Internet usage at TIP is strictly monitored at all times. However, if a class is in a computer lab, there are at least one or two students with sidebars of non-TIP related items, such as e-mail, MySpace, Facebook, celebrity sex tapes (long story), disturbing Krokodil images, and the like. However, this is masked most of the time with TIP related research for class.
Prohibited internet usage is usually attempted during evening study, when it is less likely to be caught because of only one instructor. Unless of course, said class/instructor has the special room with the magical computer that can see what every student is doing. That's how to kill fun fast...
Non-prohibited, 'anything on the web' usage can happen during trips to the library, offered for evening activity at UGA and during free time at ASU. During free time @ East, one can go to Brown Computer Lab or Lilly Library and use computers.

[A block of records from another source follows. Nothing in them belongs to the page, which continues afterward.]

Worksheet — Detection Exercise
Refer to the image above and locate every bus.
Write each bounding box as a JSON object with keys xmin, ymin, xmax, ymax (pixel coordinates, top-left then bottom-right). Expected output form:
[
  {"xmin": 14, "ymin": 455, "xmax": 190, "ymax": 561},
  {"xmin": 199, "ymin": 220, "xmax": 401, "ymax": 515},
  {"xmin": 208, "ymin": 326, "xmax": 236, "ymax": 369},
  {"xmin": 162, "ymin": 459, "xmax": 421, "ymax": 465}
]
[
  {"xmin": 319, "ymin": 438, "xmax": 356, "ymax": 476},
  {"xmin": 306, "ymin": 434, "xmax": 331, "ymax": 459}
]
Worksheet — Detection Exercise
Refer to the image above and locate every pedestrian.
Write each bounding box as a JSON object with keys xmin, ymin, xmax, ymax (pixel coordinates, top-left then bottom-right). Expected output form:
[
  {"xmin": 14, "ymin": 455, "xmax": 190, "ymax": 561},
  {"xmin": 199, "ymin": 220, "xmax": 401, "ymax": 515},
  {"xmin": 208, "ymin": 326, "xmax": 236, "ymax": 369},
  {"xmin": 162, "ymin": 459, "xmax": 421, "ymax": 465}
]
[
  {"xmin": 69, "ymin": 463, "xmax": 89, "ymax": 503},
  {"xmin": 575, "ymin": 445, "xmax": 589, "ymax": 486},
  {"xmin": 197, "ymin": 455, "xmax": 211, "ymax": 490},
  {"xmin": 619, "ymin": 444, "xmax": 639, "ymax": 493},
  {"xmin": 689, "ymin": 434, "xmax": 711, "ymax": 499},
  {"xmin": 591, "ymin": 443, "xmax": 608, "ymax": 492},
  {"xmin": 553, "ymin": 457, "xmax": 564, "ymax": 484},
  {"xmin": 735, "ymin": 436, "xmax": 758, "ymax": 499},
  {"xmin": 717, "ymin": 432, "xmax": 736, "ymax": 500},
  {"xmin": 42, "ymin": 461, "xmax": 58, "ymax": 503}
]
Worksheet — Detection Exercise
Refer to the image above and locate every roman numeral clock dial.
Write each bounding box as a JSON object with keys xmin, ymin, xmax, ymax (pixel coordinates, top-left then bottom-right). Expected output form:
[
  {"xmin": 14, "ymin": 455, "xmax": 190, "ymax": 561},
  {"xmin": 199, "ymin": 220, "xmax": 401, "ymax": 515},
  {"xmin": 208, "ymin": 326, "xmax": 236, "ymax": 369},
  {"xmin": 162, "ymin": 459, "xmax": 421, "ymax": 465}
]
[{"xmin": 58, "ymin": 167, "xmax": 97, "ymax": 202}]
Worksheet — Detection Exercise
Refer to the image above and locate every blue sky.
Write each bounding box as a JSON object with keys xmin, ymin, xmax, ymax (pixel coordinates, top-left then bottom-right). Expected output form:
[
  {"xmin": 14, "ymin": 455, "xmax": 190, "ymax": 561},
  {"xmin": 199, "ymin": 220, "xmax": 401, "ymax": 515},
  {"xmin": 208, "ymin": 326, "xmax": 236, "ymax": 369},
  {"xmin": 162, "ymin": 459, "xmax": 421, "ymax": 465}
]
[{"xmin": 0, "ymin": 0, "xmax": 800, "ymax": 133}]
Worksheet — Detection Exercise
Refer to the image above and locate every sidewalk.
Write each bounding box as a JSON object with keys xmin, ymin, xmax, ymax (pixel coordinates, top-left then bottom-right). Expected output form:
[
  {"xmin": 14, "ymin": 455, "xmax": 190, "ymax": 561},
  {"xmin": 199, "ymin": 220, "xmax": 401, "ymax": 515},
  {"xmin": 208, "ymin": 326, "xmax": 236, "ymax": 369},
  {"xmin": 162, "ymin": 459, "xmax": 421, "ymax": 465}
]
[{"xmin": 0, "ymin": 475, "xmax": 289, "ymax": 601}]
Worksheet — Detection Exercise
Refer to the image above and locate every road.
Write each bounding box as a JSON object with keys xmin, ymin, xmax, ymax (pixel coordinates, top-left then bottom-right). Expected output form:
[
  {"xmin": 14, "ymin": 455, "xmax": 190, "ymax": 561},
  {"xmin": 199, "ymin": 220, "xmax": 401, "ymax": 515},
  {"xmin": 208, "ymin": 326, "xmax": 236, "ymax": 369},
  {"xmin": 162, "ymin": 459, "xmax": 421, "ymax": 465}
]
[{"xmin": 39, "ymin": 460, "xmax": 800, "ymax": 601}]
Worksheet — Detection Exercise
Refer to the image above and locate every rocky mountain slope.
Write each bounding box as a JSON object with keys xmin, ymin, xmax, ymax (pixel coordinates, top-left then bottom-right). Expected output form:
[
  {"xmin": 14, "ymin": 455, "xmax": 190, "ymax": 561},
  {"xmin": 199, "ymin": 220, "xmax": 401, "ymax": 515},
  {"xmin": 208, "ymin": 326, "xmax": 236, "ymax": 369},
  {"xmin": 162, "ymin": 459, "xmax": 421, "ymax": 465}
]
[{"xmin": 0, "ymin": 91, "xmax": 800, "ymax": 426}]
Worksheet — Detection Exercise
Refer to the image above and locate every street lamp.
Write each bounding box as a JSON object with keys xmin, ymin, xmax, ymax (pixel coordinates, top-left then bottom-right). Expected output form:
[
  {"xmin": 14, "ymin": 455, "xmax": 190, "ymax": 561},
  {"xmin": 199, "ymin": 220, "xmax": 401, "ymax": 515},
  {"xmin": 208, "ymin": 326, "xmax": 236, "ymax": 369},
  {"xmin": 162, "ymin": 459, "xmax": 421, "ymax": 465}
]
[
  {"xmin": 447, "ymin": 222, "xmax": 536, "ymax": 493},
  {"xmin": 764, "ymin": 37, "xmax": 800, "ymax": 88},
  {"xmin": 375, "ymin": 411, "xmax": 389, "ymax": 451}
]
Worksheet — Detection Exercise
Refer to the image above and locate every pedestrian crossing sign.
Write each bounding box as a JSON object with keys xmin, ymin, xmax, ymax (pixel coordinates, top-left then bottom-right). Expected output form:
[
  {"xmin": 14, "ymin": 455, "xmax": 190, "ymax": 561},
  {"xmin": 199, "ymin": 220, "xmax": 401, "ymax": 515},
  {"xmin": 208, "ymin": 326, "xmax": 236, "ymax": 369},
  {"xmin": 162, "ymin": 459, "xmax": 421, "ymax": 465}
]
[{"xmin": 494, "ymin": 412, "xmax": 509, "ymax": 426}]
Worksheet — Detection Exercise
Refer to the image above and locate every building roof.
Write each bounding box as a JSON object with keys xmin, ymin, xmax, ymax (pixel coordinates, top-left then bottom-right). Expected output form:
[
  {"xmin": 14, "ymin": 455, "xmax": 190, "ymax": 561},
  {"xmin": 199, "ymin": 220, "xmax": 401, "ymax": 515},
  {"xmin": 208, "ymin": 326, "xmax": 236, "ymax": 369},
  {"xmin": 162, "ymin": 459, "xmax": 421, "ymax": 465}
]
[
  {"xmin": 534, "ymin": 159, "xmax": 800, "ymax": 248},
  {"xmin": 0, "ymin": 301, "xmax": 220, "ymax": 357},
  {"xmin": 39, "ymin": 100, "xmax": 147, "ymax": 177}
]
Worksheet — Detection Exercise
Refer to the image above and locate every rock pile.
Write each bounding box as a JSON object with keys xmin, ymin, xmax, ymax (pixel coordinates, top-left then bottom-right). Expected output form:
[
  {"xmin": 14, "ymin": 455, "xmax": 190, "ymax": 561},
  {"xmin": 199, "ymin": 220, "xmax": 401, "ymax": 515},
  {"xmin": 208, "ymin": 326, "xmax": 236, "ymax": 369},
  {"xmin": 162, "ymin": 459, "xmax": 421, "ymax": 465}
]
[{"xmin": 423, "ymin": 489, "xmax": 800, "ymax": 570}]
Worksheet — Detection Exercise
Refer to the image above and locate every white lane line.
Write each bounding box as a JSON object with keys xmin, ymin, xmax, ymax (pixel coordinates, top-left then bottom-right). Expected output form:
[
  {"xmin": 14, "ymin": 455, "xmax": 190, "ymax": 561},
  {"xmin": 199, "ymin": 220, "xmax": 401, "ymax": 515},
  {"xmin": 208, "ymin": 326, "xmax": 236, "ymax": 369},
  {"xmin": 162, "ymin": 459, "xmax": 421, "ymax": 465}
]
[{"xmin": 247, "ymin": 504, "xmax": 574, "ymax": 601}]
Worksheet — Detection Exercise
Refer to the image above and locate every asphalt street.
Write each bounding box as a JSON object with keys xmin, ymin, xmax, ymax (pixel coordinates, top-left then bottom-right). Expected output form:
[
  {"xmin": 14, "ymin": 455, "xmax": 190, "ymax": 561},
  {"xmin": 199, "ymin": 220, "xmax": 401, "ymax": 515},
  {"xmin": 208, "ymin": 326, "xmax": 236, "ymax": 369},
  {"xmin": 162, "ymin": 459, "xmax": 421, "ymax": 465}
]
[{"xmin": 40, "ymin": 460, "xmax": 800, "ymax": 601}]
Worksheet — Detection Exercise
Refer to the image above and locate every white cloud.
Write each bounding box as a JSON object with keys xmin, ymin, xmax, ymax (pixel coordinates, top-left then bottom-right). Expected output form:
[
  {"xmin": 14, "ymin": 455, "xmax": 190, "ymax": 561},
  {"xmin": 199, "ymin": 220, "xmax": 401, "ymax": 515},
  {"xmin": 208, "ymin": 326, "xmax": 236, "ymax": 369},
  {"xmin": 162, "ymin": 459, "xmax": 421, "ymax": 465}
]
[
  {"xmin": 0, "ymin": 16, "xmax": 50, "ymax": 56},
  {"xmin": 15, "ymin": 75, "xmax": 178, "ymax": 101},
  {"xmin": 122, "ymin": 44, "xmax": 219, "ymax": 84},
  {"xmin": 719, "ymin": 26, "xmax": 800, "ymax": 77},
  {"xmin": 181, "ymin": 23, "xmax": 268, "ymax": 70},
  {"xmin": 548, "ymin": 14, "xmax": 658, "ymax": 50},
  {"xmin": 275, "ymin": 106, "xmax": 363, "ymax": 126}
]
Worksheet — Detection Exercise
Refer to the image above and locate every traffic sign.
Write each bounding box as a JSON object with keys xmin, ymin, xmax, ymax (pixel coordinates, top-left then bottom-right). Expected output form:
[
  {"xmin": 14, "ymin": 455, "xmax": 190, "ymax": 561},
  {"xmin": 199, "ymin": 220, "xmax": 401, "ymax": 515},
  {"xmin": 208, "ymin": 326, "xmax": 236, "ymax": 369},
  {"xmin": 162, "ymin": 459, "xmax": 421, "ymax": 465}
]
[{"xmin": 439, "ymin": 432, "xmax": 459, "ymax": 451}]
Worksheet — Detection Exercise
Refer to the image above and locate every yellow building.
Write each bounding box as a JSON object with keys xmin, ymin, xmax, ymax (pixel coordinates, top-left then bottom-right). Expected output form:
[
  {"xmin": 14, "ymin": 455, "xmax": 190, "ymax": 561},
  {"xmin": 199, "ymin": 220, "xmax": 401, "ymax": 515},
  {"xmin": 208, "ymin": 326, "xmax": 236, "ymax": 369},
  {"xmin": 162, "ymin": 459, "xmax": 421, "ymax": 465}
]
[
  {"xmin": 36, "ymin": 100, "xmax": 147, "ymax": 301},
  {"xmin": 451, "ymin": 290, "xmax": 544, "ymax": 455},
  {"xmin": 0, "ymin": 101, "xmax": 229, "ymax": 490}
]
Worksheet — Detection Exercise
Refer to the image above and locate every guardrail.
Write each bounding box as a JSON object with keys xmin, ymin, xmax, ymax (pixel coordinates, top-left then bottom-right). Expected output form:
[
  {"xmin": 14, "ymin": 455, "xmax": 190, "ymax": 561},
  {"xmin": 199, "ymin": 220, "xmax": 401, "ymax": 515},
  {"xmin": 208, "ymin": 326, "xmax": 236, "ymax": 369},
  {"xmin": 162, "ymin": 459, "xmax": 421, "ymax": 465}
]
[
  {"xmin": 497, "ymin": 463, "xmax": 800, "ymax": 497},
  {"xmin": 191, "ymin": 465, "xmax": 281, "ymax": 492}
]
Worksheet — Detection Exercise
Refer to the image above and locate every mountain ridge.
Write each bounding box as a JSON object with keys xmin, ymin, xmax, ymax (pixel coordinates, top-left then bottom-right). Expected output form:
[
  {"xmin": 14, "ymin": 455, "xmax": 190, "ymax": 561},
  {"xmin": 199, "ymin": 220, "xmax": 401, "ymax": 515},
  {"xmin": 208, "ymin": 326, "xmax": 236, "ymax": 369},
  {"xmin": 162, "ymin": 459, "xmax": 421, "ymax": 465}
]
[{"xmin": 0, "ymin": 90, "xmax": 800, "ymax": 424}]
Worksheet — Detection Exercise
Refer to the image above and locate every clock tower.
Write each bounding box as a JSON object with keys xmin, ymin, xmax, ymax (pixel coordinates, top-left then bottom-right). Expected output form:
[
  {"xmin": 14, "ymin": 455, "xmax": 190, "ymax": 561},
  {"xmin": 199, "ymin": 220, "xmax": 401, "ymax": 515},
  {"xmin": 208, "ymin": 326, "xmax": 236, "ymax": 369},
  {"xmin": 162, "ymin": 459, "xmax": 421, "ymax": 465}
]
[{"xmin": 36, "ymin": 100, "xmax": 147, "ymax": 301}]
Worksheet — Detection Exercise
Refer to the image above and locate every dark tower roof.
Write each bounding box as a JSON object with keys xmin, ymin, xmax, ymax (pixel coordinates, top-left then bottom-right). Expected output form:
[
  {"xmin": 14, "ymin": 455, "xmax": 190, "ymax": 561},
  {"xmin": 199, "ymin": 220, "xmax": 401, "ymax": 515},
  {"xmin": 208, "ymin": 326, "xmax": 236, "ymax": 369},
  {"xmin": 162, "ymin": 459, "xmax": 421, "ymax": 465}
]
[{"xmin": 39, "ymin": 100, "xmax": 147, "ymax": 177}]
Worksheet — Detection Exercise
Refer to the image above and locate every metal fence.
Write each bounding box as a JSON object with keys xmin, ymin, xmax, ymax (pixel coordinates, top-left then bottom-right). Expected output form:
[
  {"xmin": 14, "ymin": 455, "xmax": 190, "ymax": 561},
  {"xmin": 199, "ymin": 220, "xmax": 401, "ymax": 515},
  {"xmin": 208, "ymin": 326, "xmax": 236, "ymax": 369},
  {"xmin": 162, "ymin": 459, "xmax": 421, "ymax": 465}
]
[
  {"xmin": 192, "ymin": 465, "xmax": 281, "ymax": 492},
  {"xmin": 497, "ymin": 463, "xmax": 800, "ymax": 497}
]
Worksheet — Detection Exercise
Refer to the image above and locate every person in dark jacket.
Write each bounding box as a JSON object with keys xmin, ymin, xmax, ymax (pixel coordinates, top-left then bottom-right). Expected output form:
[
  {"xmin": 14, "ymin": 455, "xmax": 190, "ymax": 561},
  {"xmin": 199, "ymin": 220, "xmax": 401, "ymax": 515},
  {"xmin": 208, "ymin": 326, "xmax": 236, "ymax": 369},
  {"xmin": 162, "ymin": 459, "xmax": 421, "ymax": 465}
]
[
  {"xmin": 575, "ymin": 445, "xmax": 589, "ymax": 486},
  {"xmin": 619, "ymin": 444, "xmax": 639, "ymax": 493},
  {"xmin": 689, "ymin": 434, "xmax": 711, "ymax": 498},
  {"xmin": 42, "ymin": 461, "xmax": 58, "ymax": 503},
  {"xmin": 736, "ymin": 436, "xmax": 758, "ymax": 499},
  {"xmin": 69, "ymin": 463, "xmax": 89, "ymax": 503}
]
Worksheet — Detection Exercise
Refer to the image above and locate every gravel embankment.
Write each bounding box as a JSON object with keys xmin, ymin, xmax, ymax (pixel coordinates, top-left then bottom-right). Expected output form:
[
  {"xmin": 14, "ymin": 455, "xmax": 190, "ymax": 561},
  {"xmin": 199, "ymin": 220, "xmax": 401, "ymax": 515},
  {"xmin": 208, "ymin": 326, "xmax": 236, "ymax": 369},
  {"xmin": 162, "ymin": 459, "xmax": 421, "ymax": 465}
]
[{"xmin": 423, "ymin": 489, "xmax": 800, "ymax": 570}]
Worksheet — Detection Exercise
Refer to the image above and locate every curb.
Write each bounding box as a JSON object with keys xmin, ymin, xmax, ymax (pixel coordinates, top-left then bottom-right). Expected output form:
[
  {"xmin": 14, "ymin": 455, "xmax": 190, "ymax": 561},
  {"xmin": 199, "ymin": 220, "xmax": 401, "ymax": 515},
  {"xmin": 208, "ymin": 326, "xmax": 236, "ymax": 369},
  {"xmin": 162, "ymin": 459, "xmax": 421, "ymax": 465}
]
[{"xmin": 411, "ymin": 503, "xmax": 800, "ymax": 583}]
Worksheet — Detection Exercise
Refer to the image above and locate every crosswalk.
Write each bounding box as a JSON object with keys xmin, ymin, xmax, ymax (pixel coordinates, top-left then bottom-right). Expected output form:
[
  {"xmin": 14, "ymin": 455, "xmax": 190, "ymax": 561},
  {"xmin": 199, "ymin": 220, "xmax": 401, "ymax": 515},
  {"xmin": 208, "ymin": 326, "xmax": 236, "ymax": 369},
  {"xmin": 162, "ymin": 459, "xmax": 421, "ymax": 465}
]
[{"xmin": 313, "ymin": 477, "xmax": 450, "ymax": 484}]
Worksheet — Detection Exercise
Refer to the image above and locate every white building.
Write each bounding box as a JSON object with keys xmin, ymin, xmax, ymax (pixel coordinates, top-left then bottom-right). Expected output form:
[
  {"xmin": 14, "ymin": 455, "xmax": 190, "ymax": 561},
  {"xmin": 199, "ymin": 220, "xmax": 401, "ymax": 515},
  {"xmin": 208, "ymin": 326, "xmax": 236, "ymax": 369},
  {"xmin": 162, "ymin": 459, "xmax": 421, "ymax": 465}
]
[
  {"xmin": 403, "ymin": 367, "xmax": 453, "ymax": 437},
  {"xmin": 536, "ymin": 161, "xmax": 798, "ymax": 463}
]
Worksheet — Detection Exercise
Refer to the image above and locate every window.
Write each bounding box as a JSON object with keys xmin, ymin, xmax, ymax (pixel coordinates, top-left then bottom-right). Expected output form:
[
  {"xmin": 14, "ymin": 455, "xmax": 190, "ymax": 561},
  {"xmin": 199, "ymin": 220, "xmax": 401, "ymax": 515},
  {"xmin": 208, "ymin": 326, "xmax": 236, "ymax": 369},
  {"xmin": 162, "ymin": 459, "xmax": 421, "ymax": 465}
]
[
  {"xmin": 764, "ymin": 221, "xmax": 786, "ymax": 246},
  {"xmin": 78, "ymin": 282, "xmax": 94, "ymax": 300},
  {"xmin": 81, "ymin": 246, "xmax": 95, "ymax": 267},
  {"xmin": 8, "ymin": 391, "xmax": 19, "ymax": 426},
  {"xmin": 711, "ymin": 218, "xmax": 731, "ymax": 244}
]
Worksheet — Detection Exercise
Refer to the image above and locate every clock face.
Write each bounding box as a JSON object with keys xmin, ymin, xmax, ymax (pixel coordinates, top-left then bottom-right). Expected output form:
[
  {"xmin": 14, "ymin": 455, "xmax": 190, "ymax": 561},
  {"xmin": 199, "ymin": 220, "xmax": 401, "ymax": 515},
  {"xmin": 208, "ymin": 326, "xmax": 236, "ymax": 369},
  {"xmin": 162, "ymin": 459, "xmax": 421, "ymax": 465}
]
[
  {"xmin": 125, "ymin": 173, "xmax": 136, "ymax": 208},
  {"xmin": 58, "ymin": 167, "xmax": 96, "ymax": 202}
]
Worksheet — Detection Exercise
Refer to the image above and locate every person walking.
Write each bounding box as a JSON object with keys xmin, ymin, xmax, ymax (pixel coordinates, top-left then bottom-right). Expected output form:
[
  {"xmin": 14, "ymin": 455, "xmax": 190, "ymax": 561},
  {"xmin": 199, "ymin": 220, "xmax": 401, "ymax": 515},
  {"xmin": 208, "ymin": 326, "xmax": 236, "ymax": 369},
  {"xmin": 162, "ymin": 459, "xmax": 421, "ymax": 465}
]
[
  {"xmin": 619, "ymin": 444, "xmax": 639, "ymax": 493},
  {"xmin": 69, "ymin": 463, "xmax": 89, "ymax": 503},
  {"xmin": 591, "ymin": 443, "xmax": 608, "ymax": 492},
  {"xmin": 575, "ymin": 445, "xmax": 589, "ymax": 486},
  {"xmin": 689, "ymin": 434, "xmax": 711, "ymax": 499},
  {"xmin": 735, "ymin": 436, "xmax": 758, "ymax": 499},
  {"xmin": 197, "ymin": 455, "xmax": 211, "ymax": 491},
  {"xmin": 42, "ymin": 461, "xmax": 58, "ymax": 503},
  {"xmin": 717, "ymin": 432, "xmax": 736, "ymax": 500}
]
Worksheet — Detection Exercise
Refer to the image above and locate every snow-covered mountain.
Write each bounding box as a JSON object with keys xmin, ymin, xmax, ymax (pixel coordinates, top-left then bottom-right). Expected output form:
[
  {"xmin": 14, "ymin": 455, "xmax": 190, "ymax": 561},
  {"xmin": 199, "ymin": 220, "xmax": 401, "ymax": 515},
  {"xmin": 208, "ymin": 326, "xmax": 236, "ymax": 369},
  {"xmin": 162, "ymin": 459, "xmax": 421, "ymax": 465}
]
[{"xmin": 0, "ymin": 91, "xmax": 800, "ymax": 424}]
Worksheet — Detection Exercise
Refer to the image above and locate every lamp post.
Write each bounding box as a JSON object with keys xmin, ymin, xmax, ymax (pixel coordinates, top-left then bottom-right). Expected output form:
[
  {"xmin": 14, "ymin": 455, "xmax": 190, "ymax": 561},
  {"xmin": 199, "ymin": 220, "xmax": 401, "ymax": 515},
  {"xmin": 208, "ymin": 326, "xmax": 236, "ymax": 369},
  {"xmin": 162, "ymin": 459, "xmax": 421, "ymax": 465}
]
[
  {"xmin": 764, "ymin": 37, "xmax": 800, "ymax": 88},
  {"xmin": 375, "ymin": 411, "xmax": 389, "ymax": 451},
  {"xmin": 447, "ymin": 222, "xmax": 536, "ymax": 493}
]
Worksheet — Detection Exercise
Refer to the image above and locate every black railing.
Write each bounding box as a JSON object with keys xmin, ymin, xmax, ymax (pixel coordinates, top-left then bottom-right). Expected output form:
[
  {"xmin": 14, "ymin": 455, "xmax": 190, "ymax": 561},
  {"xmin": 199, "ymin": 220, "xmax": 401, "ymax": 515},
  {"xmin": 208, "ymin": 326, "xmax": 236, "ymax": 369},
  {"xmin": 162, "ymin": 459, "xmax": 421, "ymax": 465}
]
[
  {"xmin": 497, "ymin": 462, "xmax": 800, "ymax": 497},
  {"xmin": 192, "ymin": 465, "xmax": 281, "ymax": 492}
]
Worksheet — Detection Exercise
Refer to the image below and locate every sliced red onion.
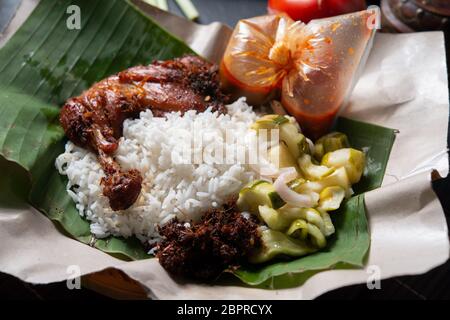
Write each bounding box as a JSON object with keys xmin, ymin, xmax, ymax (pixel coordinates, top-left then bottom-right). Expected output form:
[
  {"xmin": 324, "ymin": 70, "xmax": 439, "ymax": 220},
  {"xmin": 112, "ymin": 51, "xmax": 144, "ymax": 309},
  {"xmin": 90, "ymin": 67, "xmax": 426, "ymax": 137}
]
[{"xmin": 273, "ymin": 167, "xmax": 317, "ymax": 208}]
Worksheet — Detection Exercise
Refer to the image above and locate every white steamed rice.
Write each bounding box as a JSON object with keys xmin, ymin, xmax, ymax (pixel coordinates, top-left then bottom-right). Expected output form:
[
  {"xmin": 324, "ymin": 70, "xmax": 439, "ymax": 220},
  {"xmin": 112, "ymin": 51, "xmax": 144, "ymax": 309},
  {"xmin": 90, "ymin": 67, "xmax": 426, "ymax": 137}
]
[{"xmin": 56, "ymin": 99, "xmax": 256, "ymax": 243}]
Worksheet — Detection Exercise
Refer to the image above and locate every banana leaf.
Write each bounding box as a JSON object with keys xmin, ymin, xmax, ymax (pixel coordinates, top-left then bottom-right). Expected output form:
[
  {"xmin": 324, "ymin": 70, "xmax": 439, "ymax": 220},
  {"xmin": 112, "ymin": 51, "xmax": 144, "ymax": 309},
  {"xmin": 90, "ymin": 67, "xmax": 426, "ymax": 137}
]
[{"xmin": 0, "ymin": 0, "xmax": 394, "ymax": 287}]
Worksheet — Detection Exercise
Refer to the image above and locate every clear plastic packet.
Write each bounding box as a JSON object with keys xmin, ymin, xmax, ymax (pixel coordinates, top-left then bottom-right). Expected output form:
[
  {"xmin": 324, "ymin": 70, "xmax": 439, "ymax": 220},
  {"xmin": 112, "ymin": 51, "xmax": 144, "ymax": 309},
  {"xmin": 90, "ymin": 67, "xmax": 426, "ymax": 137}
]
[{"xmin": 220, "ymin": 9, "xmax": 378, "ymax": 138}]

As of 2013, TIP policy has changed to allow laptops. It has yet to be determined what kind of effect this will have on the amount of time TIPsters spend on the internet.
Internet Access by Campus
I'm writing this based on my experiences at Davidson T1 2014, when I took Cryptography, Codebreaking, and the Mathematics of Spying. TIPsters did (do?) not have access to the Faculty/Staff Wi-Fi. As such, about 200 students with roughly 225-235 devices total were crashing between 9 nine fifteen Wi-Fi routers (not counting those outside of Belk Residence Hall). Some overheated, others simply shut down due to network traffic. This, of course, meant there were fewer routers to process TIPster traffic.
Across the term, I ran several speed tests on SpeedTest.net and found out that during Free Time, after evening RAG meetings, and just about any other time TIPsters were all in Belk dorm, the Internet speed slowed to around 20 kbps. (When we weren't in the building, things weren't that much better across campus.) For you tech-savvy TIPsters, you know that speed is less than v.92 dialup! For you non-tech-savvy TIPsters, know that just about the only thing you will be able to get done is to stream low-quality audio from something like an Internet radio station that doesn't require you to download cover art (i.e. Spotify, YouTube Red, Apple Music, etc.)
RCs, TAs, instructors, and the entire Admin staff were given credentials to the aforementioned Faculty/Staff network. This network seldom went down, despite the WAPs broadcasting different SSIDs simultaneously. Weird, I know. Anyway, TIPsters in need of checking their e-mail or social media will have to settle for crazy slow download speeds, as the staff will not give up their credentials. I recall one classmate did get access to the Faculty/Staff network just to download a program for our Cryptography class, on the condition that he did no other browsing while connected, and he had to delete the network from his MacBook's memory.
First off, it's worth noting that Duke's Wi-Fi is powered (as I recall) by brand-new
802.11ac routers. If this has changed since 2015, please updated this.
The flagship TIP campuses have free visitor Wi-Fi that makes it pretty easy to use the Internet on your mobile device. Naturally, this unencrypted connection is fairly slow. If you enroll in a course that requires the use of a Duke NetID, as most STEM courses may require, you can access the student-only Wi-Fi, which boasts speeds of over 70 Mbps! (It's fast.)
As of 2019 (and presumably 2020), East has unrestricted free internet access, and cell phones, laptops, and similar devices are subject to no formal restrictions (at least no strictly enforced ones).
Though not available in the past, Free WiFi is available to not only all students, but also parents and other Georgia Tech Visitors. It is usually very reliable campus-wide, though it can reduce speed at any time. Should a student stay at the Georgia Tech Hotel before or after the term, they do not have to re-sign into the network due to the device remaining on the same network.
This section is a stub. Please help serve your fellow TIPsters by expanding it.
At Rollins the internet is free and unmonitored. The teacher network is the best and fastest.
According to this TIPWiki edit, published in late July 2015, Wi-Fi access is restricted to staff (much like Davidson), but evidently moderately easy to gain access to by means of the F12 key. For the sake of my fellow TIPsters, I do not promote risking your TIP experience and hacking the Wi-Fi. If you do, all the more power to ya.
Rice University has one of the stupidest internet networks of all time. The network would let you join through a seemingly normal popup. However eventually you realize if your phone goes off for 5 minutes your connection is cancelled. There were times when it took several attempts with varying combinations of forgetting the internet network, turning off the wi-fi, and restarting devices. However unlike some wifi networks the rice wifi network works at a very fast speed and it starts up instantly so that is worth all of the inconvenience.